Coligações podem ter mais de um candidato ao Senado, diz TSE

O Tribunal Superior Eleitoral (TSE) decidiu, por unanimidade, que partidos de uma mesma coligação podem lançar mais de um candidato ao Senado. É o caso da chapa PT-PSB no Rio, que lançou como pré-candidatos a senador o deputado Alessandro Molon (PSB) e o presidente da Alerj, André Cecilliano (PT). Há casos parecidos também em Minas Gerais, Goiás, Pará, Roraima e Mato Grosso.

O órgão vetou “coligações cruzadas” e decidiu que partidos políticos que formaram coligações para o cargo de governador não podem se unir a legendas diferentes visando as eleições para o Senado. O placar foi 4 a 3, e mantém a regra que já estava em vigor.

A análise do TSE tem como pano de fundo a nova redação dada à Lei das Eleições em 2021. Diferentemente do texto da lei que estava em vigor anteriormente, a atual forma do dispositivo indica que “é facultado aos partidos políticos, dentro da mesma circunscrição, celebrar coligações para eleição majoritária”.

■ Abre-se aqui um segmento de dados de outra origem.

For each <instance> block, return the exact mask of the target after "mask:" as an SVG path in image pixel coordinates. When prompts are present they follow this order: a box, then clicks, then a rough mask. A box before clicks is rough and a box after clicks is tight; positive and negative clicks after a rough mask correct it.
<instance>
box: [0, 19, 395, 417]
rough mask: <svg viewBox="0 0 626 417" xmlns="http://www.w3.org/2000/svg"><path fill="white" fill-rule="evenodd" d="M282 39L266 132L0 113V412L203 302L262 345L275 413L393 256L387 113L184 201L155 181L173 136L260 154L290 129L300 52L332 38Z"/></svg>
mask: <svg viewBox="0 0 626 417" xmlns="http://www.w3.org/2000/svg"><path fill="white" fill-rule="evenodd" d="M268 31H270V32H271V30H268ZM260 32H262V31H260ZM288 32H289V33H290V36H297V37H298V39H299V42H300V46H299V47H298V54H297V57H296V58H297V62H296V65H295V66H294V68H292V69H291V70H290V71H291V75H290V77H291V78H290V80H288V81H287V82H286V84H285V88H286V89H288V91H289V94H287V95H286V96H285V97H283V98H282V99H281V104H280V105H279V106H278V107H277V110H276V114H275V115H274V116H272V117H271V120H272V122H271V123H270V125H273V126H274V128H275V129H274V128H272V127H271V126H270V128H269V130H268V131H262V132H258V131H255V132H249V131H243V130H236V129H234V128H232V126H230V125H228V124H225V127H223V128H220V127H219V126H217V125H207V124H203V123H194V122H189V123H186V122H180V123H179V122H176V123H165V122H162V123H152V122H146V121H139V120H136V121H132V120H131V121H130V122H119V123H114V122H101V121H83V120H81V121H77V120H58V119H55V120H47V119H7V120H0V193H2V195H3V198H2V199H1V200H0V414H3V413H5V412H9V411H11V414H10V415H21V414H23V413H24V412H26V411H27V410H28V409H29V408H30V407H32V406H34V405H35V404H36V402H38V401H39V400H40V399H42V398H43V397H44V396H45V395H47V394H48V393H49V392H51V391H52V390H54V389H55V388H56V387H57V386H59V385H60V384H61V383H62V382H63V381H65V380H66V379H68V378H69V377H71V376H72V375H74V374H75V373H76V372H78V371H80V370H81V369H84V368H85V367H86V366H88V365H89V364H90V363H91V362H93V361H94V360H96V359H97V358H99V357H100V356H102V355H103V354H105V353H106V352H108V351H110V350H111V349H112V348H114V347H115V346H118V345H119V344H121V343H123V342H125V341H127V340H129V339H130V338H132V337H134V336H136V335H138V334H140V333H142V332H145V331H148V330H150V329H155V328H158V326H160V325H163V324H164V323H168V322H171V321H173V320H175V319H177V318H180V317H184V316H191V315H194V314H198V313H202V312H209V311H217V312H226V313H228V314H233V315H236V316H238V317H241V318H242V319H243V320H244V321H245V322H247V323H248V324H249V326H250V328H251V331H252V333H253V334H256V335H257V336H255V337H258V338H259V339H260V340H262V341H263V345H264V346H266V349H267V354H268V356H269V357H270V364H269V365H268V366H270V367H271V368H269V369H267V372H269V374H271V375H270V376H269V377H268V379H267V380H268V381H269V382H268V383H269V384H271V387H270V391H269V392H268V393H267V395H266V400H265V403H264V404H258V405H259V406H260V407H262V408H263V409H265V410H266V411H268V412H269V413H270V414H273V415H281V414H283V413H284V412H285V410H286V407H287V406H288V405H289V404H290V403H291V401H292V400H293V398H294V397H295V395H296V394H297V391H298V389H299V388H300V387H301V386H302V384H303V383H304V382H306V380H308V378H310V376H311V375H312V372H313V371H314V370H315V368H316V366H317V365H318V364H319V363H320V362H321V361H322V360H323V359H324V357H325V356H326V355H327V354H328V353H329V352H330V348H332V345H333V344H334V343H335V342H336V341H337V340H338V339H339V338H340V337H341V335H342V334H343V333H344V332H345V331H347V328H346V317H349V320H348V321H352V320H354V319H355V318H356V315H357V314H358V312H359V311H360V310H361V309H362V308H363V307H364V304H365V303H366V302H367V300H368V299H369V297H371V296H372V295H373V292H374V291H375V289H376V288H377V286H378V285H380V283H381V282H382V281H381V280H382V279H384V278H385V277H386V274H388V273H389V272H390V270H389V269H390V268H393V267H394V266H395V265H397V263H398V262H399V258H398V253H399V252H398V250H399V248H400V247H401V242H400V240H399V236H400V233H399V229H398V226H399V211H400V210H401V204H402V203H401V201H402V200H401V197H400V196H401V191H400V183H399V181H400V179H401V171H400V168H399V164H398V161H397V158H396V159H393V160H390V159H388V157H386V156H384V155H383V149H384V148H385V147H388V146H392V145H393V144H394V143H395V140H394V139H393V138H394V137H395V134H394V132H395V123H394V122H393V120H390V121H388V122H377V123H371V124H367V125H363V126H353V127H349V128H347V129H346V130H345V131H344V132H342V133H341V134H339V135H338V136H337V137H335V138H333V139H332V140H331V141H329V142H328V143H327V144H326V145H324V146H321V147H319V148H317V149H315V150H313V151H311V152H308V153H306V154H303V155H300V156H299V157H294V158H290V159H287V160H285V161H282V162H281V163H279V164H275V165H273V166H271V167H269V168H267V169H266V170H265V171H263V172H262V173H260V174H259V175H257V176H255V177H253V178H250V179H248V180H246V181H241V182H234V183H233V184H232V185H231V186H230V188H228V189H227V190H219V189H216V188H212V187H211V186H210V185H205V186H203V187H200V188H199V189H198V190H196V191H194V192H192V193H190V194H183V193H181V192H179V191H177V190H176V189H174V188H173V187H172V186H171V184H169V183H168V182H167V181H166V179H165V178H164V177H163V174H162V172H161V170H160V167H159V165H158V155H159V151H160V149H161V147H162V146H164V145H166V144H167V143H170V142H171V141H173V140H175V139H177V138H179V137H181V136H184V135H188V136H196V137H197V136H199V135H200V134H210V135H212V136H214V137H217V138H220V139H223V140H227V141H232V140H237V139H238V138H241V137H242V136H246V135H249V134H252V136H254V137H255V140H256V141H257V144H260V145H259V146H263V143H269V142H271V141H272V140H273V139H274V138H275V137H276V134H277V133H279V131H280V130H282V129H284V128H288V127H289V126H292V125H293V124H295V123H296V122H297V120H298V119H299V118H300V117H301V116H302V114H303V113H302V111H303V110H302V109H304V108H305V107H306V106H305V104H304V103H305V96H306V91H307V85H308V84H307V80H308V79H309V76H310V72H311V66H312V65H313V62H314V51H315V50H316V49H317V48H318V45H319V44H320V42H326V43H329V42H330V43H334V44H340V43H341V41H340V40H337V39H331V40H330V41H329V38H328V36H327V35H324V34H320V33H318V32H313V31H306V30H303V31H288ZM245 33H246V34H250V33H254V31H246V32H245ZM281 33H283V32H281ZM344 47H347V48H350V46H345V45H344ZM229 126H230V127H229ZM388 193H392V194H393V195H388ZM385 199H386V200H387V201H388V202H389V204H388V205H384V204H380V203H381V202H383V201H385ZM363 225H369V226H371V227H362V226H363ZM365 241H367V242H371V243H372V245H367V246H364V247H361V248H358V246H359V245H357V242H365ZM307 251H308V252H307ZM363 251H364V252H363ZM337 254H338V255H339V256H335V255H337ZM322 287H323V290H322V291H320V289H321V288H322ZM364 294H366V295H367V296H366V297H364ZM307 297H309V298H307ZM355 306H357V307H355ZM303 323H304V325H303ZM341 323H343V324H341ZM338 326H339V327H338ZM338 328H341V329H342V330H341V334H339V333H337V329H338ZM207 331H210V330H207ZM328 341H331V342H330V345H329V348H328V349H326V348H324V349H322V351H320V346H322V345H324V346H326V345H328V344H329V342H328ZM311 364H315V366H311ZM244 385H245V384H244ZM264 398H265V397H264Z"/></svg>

União Brasil terá maior bancada na Câmara Federal

O União Brasil, partido formado pelo DEM e PSL, terá a maior bancada da Câmara Federal. O DEM tem 26 deputados atualmente e o PSL, 55. A fusão foi aprovada, por unanimidade, pelo Tribunal Superior Eleitoral (TSE),

As legendas já haviam confirmado fusão em outubro passado.no entanto, parte desses 81 parlamentares deve deixar o grupo e procurar nova filiação.

O PT é o segundo maior partido na Casa, com 53 deputados.

No Senado, se não houver baixas, o União Brasil terá sete senadores – cinco do DEM e dois do PSL. A legenda terá ainda, maior tempo de televisão no horário político das eleições deste ano.